Aceptó efusivo. Esa vez ni siquiera Garsía impediría que luchara con ahínco por su futuro.

—Pero ¿por dónde proseguir la búsqueda? —quiso saber Eimerich.

—Dime antes qué secreto te has reservado en tu historia, hijo. Aún no hemos hablado de Elena de Mistra. ¿No ha sido acaso víctima de este mismo mal?

El joven se sorprendió; era difícil ocultar algo al viejo profesor. Siguiendo su instinto sacó de la camisa la carta de Andreu que Irene le había entregado, arrugada por llevarla siempre encima. Tras leérsela, el monje aspiró, asombrado.

—Desde que has llegado he tenido la impresión de que Dios te envía para que yo pueda redimir mi horrible pecado. No te desprendas nunca de esa carta, pues es posible que oculte un enigma en sus palabras. En retórica solemos debatir sobre cuestiones semejantes.
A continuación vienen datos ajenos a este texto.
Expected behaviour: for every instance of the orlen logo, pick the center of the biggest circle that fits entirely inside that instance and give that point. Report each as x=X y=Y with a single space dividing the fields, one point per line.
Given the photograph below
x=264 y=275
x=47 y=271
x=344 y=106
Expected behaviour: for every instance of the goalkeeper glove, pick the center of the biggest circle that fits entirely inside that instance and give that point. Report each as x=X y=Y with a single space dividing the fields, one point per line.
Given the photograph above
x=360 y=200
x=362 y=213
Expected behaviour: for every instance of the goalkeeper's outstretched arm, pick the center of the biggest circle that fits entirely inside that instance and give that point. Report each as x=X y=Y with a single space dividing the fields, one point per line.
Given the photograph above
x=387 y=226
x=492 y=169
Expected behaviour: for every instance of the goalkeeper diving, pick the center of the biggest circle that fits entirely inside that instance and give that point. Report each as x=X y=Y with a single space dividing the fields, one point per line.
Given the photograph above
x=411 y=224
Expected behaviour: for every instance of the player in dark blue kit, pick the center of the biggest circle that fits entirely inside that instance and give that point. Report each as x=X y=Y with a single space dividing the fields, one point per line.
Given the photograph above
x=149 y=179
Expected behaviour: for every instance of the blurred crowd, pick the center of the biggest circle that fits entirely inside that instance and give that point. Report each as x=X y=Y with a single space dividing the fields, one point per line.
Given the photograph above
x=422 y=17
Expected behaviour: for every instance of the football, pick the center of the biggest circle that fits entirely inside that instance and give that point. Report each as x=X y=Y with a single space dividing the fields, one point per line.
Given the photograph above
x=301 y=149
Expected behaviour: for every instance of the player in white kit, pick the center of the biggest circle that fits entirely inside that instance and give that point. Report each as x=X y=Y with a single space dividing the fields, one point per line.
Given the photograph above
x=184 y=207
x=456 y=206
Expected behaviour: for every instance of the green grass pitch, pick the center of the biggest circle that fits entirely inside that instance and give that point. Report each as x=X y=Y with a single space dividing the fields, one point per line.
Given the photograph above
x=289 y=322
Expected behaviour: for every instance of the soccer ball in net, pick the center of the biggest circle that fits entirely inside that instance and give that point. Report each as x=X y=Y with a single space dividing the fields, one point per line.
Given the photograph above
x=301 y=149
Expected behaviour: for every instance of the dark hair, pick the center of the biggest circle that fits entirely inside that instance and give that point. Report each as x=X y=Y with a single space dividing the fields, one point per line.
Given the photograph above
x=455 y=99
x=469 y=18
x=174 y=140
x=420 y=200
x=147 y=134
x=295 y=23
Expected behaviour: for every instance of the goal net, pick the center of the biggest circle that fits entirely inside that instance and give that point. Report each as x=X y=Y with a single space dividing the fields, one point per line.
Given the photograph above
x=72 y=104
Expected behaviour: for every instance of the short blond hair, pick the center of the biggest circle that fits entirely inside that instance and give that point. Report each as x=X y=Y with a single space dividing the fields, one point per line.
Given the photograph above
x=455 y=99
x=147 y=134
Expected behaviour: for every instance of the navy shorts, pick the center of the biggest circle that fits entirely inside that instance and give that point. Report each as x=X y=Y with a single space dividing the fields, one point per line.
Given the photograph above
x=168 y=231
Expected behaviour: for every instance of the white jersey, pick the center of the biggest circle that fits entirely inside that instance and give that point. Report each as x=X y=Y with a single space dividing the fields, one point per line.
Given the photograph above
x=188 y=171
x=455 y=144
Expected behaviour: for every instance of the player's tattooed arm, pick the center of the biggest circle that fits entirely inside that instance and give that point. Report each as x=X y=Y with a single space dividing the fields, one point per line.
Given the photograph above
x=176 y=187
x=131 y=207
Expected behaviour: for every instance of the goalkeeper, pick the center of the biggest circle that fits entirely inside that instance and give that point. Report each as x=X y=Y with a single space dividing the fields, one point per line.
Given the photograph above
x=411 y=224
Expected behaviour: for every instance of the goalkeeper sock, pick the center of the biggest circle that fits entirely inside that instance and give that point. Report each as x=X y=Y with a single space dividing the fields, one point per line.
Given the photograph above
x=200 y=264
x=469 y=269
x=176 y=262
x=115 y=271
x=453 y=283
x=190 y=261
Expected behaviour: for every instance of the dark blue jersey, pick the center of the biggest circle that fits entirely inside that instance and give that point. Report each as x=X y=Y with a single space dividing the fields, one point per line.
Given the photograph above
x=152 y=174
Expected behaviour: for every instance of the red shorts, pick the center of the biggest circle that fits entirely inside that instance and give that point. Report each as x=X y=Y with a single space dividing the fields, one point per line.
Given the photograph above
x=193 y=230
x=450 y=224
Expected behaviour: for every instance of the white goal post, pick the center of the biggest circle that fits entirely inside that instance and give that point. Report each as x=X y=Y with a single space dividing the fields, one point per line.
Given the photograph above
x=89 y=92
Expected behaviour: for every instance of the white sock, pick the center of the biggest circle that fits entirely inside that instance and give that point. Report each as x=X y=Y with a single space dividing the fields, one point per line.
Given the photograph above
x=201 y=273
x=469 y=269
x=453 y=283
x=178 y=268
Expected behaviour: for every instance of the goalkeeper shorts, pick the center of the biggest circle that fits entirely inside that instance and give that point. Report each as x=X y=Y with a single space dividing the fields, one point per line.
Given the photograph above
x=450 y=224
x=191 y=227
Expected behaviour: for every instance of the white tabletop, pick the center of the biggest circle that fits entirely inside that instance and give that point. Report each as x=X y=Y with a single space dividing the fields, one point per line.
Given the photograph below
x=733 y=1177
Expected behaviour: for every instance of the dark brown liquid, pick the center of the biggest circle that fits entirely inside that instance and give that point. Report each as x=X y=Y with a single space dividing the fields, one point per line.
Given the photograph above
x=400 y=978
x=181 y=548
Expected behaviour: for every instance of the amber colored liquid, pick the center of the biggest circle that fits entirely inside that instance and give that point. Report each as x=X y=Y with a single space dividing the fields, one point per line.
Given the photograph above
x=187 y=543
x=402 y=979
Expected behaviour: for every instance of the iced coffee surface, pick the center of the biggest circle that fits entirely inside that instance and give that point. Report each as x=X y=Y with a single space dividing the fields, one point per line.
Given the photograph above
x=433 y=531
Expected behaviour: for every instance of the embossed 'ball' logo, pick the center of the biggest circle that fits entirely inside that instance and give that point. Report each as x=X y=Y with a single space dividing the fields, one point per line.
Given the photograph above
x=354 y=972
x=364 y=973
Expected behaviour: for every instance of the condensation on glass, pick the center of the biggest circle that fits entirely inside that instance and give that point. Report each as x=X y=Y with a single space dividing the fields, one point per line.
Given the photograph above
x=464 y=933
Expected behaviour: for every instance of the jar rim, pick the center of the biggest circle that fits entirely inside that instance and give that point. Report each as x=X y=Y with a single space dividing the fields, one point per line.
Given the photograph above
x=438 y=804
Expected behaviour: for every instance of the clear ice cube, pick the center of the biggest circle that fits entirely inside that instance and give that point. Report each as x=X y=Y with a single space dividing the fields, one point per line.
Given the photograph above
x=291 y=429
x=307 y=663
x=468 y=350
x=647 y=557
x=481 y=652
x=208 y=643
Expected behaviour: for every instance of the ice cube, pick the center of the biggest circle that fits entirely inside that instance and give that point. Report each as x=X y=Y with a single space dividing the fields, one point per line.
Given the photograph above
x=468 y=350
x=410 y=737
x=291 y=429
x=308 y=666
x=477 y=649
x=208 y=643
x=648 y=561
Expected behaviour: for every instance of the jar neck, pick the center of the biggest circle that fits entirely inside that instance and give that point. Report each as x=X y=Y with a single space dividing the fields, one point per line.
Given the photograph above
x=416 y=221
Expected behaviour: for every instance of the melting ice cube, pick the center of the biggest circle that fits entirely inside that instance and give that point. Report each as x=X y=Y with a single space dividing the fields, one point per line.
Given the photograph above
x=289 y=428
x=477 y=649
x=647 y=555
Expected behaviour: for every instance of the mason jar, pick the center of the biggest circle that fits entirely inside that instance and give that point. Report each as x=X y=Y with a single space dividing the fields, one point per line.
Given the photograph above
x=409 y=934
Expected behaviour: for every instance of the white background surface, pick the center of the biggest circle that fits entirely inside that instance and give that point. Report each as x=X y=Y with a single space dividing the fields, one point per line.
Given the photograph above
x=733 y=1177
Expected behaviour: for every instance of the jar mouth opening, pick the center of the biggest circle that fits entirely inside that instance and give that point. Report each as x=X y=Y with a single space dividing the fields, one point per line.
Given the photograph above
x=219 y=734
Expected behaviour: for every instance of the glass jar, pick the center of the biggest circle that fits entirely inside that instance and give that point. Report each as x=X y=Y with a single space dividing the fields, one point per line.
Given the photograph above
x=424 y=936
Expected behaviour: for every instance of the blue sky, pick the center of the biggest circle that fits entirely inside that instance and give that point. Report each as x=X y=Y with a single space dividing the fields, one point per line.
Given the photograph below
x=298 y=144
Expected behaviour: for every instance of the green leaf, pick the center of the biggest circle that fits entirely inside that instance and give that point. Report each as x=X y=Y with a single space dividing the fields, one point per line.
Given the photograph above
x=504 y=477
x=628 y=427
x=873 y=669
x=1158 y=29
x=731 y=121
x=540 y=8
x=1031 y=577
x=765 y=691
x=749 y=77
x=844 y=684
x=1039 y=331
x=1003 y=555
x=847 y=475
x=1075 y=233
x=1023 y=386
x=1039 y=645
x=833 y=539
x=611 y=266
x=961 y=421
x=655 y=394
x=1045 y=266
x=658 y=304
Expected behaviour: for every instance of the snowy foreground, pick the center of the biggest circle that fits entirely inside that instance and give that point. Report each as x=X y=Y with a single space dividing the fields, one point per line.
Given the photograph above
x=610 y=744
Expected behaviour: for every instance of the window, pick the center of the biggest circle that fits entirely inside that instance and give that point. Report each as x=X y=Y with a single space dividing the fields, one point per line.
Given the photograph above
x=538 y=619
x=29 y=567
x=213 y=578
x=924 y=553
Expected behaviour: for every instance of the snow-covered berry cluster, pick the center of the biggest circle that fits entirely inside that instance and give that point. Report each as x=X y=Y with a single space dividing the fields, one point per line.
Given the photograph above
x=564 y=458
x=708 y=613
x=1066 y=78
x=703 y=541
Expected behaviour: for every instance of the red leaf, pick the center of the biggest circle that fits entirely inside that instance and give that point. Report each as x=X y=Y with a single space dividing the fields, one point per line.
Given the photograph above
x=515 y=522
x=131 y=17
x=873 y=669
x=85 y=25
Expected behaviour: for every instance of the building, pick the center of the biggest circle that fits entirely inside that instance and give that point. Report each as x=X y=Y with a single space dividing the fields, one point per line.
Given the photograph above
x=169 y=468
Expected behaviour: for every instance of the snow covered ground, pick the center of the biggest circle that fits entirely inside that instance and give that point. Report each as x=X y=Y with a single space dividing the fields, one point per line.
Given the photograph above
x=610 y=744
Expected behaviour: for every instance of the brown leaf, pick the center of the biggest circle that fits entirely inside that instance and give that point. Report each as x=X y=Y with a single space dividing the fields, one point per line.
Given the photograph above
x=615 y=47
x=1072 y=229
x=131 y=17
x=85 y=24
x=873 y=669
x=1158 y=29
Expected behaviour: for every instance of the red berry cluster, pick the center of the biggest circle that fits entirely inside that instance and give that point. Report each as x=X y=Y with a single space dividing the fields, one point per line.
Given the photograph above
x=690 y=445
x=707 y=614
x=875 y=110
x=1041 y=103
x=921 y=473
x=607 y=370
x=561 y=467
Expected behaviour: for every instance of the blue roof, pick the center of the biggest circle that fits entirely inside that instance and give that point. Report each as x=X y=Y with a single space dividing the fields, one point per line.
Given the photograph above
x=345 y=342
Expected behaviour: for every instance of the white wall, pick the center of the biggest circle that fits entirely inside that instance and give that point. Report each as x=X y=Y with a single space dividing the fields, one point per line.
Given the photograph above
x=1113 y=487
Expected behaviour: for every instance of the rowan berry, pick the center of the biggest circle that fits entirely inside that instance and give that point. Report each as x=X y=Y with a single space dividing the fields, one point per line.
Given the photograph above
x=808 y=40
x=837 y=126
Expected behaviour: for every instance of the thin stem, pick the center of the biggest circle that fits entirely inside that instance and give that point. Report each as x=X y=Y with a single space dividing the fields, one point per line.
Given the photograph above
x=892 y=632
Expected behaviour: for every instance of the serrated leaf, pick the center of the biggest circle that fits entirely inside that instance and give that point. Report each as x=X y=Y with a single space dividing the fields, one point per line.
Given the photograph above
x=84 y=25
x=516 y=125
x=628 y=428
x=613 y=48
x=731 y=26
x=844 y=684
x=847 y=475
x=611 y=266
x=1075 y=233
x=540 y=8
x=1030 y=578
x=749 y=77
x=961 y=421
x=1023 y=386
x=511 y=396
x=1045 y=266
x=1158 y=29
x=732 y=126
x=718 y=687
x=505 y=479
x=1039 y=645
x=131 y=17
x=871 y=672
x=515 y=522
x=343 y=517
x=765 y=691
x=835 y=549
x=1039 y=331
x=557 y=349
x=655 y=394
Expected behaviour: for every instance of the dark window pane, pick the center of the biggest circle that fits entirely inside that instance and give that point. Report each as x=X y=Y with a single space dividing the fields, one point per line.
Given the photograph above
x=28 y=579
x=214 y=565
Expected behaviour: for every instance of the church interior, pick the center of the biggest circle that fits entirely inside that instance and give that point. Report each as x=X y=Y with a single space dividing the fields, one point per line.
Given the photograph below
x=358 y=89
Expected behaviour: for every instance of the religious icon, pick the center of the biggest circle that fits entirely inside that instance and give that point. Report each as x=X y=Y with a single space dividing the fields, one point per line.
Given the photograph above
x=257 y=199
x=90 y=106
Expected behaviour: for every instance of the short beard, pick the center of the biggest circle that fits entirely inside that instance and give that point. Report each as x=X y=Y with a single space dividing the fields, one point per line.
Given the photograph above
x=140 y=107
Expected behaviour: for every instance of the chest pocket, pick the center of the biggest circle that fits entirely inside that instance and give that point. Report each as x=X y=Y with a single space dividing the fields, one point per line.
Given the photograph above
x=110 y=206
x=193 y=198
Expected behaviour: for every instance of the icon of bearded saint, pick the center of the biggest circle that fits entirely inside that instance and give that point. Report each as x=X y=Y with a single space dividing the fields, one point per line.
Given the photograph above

—Así lo haré, aunque no creo que sepamos nunca más de Elena de Mistra.

—Confía en la justicia divina para enderezar este turbio asunto, Eimerich. Por el momento estudiarás bajo mi protección, pero permanece atento a las señales. Recuerdo bien las lecciones de esa mujer y sé que la Providencia no permitirá que se diluyan en las brumas del tiempo.